Determining Function Domains and Calculating Values

This page focuses on jak wyznaczyć dziedzinę funkcji ze wzoru $how to determine a function's domain from its formula$ and calculating function values for given arguments.

The domain of a function is defined as the set of all real numbers for which the function can be calculated. Two examples are provided:

1. For f$x$ = √$2-5x$, the domain is determined by solving the inequality 2-5x ≥ 0, resulting in x ≤ 2/5.
2. For g$x$ = $x-1$², the domain is all real numbers except 1, written as R - {1}.

Vocabulary: Dziedzina funkcji $function domain$ is the set of all possible input values $x$ for which the function is defined.

The page also demonstrates how to calculate function values for given arguments, using f$x$ = $x-1$² as an example. A table is created with x values {-2, -1, 0, 1, 2} and their corresponding y values.

Example: For f$x$ = $x-1$², when x = -2, f$-2$ = $-2-1$² = $-3$² = 9

This process of calculating values helps in determining the zbiór wartości funkcji $range of the function$, which in this case is {0, 1, 4, 9}.

Highlight: When determining the domain of a fraction function, remember that the denominator cannot equal zero.

Graphing Functions and Absolute Value

This page covers graphing functions, particularly focusing on the absolute value function f$x$ = |x| for different domains.

Two scenarios are presented:

1. x ∈ Z $integers$: The function is graphed for values -3, -2, -1, 0, 1, 2, 3.
2. x ∈ (-1, 3]: The function is graphed for the continuous interval from -1 to 3, including 3.

Definition: The wartość bezwzględna $absolute value$ of a number is its distance from zero on a number line, regardless of whether it's positive or negative.

The page provides step-by-step instructions for plotting these functions:

1. Calculate function values for given x values.
2. Plot points on a coordinate plane.
3. Connect the points to form the graph.

Highlight: The absolute value function creates a V-shaped graph, with the vertex at the origin $0,0$.

This graphing exercise helps students visualize how the domain affects the shape and extent of the function's graph, which is crucial for understanding rodzaje funkcji i ich wykresy $types of functions and their graphs$.

Example: For f$x$ = |x|, f$-2$ = |-2| = 2, showing that the absolute value of a negative number is positive.

Function Applications and Graph Analysis

This final page explores practical applications of functions and graph analysis.

The first example involves a function that assigns the greatest common divisor $GCD$ of n and 10 to natural numbers n in the set {3, 4, 5, 6, 7, 8}.

Vocabulary: Największy wspólny dzielnik $NWD$ means the greatest common divisor.

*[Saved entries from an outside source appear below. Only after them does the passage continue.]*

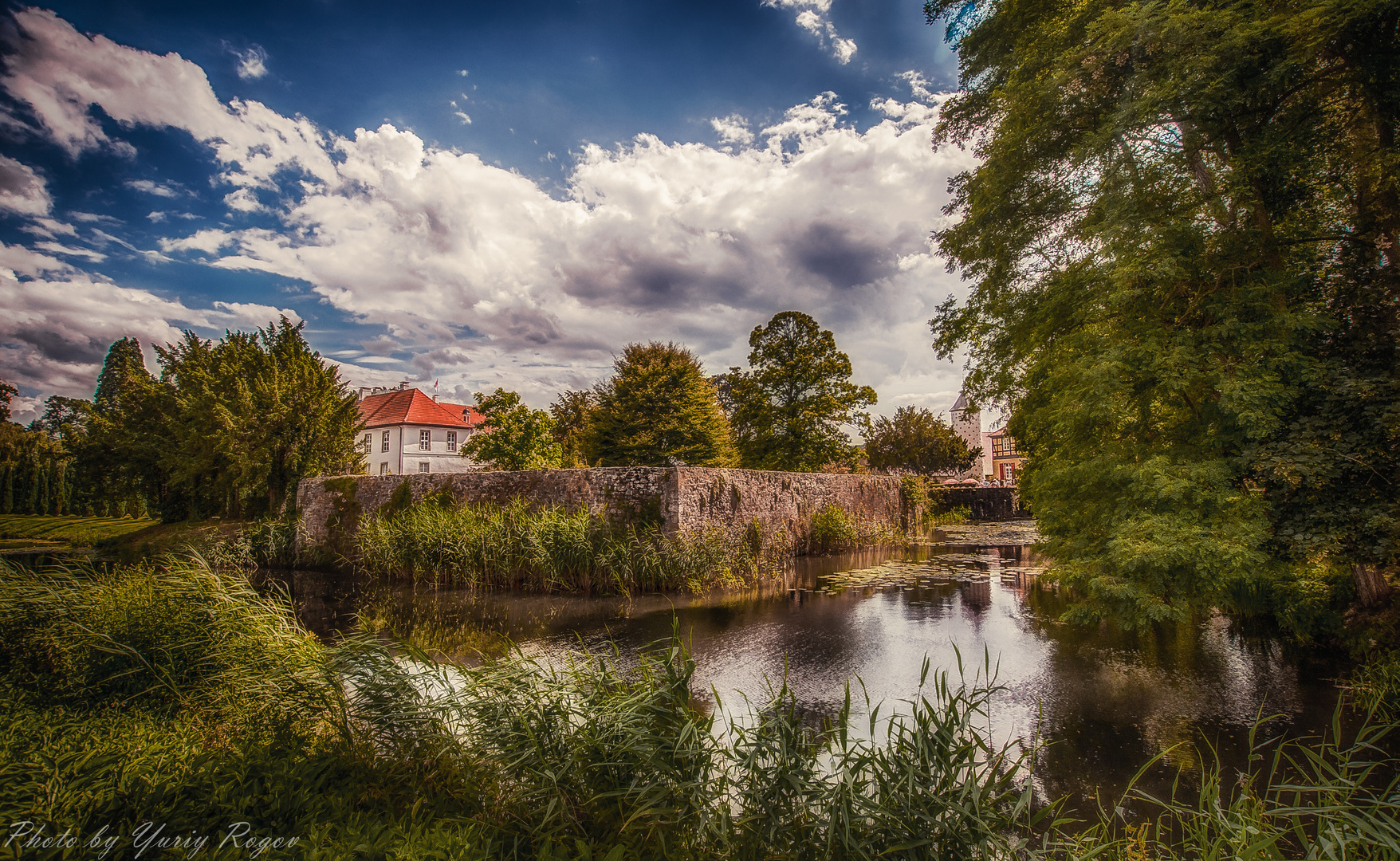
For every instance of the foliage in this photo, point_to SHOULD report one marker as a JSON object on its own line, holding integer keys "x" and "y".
{"x": 1182, "y": 237}
{"x": 229, "y": 429}
{"x": 513, "y": 436}
{"x": 248, "y": 418}
{"x": 918, "y": 442}
{"x": 74, "y": 531}
{"x": 573, "y": 416}
{"x": 788, "y": 407}
{"x": 659, "y": 409}
{"x": 359, "y": 749}
{"x": 37, "y": 476}
{"x": 832, "y": 529}
{"x": 7, "y": 391}
{"x": 555, "y": 549}
{"x": 1335, "y": 797}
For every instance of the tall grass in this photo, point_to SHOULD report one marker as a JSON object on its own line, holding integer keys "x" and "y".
{"x": 177, "y": 694}
{"x": 553, "y": 549}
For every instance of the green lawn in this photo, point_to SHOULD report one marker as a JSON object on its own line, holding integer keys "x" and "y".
{"x": 72, "y": 531}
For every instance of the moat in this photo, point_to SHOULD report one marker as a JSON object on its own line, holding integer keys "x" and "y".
{"x": 1107, "y": 700}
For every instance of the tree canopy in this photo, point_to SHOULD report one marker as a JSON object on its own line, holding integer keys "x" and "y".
{"x": 659, "y": 409}
{"x": 790, "y": 405}
{"x": 918, "y": 442}
{"x": 1182, "y": 235}
{"x": 514, "y": 436}
{"x": 229, "y": 429}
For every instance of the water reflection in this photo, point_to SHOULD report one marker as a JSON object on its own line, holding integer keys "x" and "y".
{"x": 1107, "y": 699}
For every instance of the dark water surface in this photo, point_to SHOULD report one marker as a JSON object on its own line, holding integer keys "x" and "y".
{"x": 1105, "y": 699}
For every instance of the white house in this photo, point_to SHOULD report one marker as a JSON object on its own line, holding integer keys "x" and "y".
{"x": 407, "y": 431}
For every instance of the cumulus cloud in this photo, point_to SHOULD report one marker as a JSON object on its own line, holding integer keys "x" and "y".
{"x": 470, "y": 266}
{"x": 160, "y": 189}
{"x": 62, "y": 73}
{"x": 252, "y": 63}
{"x": 814, "y": 17}
{"x": 22, "y": 189}
{"x": 733, "y": 129}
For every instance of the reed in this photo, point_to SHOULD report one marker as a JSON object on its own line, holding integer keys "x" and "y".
{"x": 178, "y": 694}
{"x": 553, "y": 549}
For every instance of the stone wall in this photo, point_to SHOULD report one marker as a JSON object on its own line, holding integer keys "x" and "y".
{"x": 686, "y": 499}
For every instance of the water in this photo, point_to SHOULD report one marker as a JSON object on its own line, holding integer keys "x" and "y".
{"x": 1105, "y": 700}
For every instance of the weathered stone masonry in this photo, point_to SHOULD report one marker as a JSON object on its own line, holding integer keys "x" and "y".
{"x": 686, "y": 499}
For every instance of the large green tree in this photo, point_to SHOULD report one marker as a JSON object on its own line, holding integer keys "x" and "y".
{"x": 251, "y": 416}
{"x": 790, "y": 405}
{"x": 1182, "y": 237}
{"x": 659, "y": 409}
{"x": 514, "y": 436}
{"x": 916, "y": 440}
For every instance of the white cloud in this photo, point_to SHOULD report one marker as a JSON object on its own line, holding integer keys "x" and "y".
{"x": 252, "y": 63}
{"x": 244, "y": 201}
{"x": 22, "y": 189}
{"x": 207, "y": 241}
{"x": 153, "y": 188}
{"x": 479, "y": 270}
{"x": 812, "y": 17}
{"x": 733, "y": 129}
{"x": 62, "y": 73}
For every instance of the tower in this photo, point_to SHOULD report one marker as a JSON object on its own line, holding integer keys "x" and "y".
{"x": 966, "y": 422}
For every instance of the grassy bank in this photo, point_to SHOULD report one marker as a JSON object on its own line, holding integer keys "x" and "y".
{"x": 178, "y": 694}
{"x": 552, "y": 549}
{"x": 41, "y": 531}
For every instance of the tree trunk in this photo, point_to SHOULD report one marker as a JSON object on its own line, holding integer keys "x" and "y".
{"x": 1371, "y": 584}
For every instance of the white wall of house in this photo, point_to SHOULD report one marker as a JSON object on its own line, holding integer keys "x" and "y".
{"x": 407, "y": 455}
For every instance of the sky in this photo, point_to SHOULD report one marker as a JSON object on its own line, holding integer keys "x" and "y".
{"x": 474, "y": 195}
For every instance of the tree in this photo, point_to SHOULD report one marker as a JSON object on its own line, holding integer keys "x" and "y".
{"x": 790, "y": 407}
{"x": 65, "y": 419}
{"x": 6, "y": 394}
{"x": 918, "y": 442}
{"x": 573, "y": 416}
{"x": 514, "y": 436}
{"x": 659, "y": 409}
{"x": 1182, "y": 234}
{"x": 251, "y": 416}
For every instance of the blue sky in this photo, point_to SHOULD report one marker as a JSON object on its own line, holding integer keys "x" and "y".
{"x": 472, "y": 194}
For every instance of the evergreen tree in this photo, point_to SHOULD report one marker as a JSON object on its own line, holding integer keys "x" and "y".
{"x": 1183, "y": 241}
{"x": 659, "y": 409}
{"x": 790, "y": 407}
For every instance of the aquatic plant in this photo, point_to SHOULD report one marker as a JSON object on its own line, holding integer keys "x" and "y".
{"x": 122, "y": 705}
{"x": 556, "y": 549}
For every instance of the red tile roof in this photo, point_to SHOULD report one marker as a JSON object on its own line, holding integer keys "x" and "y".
{"x": 412, "y": 407}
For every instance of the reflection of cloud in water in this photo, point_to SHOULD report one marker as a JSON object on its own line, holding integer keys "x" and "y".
{"x": 1107, "y": 699}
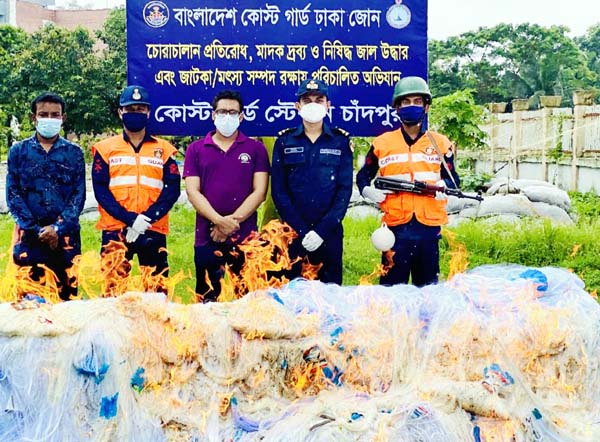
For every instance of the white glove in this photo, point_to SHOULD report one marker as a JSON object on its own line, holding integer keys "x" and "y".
{"x": 141, "y": 224}
{"x": 441, "y": 196}
{"x": 131, "y": 235}
{"x": 312, "y": 241}
{"x": 374, "y": 194}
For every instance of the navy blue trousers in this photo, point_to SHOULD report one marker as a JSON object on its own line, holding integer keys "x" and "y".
{"x": 30, "y": 251}
{"x": 151, "y": 250}
{"x": 414, "y": 259}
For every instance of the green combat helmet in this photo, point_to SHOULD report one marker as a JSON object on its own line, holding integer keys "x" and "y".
{"x": 411, "y": 86}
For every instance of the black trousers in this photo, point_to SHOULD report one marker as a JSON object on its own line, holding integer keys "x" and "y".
{"x": 210, "y": 261}
{"x": 151, "y": 250}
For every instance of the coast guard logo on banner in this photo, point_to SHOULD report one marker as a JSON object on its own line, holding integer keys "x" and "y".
{"x": 156, "y": 14}
{"x": 398, "y": 15}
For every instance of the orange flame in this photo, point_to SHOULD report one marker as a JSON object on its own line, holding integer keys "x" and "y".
{"x": 458, "y": 254}
{"x": 265, "y": 252}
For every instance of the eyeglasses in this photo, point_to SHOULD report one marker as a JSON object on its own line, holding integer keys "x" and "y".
{"x": 232, "y": 112}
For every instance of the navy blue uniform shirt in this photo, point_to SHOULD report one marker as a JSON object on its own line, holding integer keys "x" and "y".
{"x": 312, "y": 182}
{"x": 44, "y": 188}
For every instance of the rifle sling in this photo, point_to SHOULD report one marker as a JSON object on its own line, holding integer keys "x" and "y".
{"x": 439, "y": 152}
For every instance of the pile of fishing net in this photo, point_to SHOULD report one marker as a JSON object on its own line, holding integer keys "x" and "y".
{"x": 501, "y": 353}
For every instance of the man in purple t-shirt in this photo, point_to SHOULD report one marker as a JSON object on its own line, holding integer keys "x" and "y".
{"x": 226, "y": 178}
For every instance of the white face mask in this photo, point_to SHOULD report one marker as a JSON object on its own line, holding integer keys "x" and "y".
{"x": 313, "y": 112}
{"x": 227, "y": 124}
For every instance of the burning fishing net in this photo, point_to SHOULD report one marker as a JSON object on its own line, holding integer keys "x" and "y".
{"x": 500, "y": 353}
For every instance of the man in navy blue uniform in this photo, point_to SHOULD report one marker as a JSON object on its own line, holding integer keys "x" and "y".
{"x": 312, "y": 183}
{"x": 45, "y": 192}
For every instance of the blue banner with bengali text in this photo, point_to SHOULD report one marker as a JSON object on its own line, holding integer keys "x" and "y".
{"x": 186, "y": 51}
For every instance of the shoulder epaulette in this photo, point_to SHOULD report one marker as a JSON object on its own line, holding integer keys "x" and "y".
{"x": 285, "y": 131}
{"x": 344, "y": 132}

Students are tasked with: a) Creating a table of values for this function. b) Determining the range of the function.

This exercise demonstrates how mathematical concepts like GCD can be represented as functions, bridging abstract math with practical applications.

The second part of the page focuses on analyzing a given function graph, asking students to determine:

a) The function's domain b) The function's range c) The function's zeros $roots$ d) Intervals where the function is positive e) Minimum and maximum values of the function

Highlight: When analyzing a function graph, the domain is read from the x-axis, while the range is read from the y-axis.

This comprehensive graph analysis exercise helps students practice jak odczytać dziedzinę funkcji z wykresu $how to read a function's domain from a graph$ and other crucial skills in function interpretation.

Example: In the given graph, the function's zeros occur at x = -5, x = -1, and x = 5, where the graph intersects the x-axis.

These practical exercises reinforce the importance of understanding function concepts for solving real-world problems and interpreting mathematical data.

Understanding Mathematical Functions

This page introduces the concept of funkcje matematyczne $mathematical functions$ and provides examples to distinguish functions from non-functions.

A function is defined as a mapping where each element from set X is assigned exactly one element from set Y. This fundamental concept is crucial for understanding more complex mathematical relationships.

Definition: A function is a relationship between two sets where each element in the input set $domain$ corresponds to exactly one element in the output set $range$.

The page presents several examples to illustrate the concept:

1. A diagram showing a valid function where each element in X has one corresponding element in Y.
2. A real number mapping where each number is assigned its opposite, demonstrating a function.
3. An example of a non-function where some elements in X have no corresponding Y value.

Example: In a function assigning real numbers to their opposites, 2 would correspond to -2, 1 to -1, and so on.

These examples help students visualize the difference between functions and non-functions, reinforcing the key concept of one-to-one correspondence in funkcje zadania 1 liceum $function exercises for first-year high school$.

Highlight: When determining if a relationship is a function, ensure that each element in the domain $X$ has exactly one corresponding element in the range $Y$.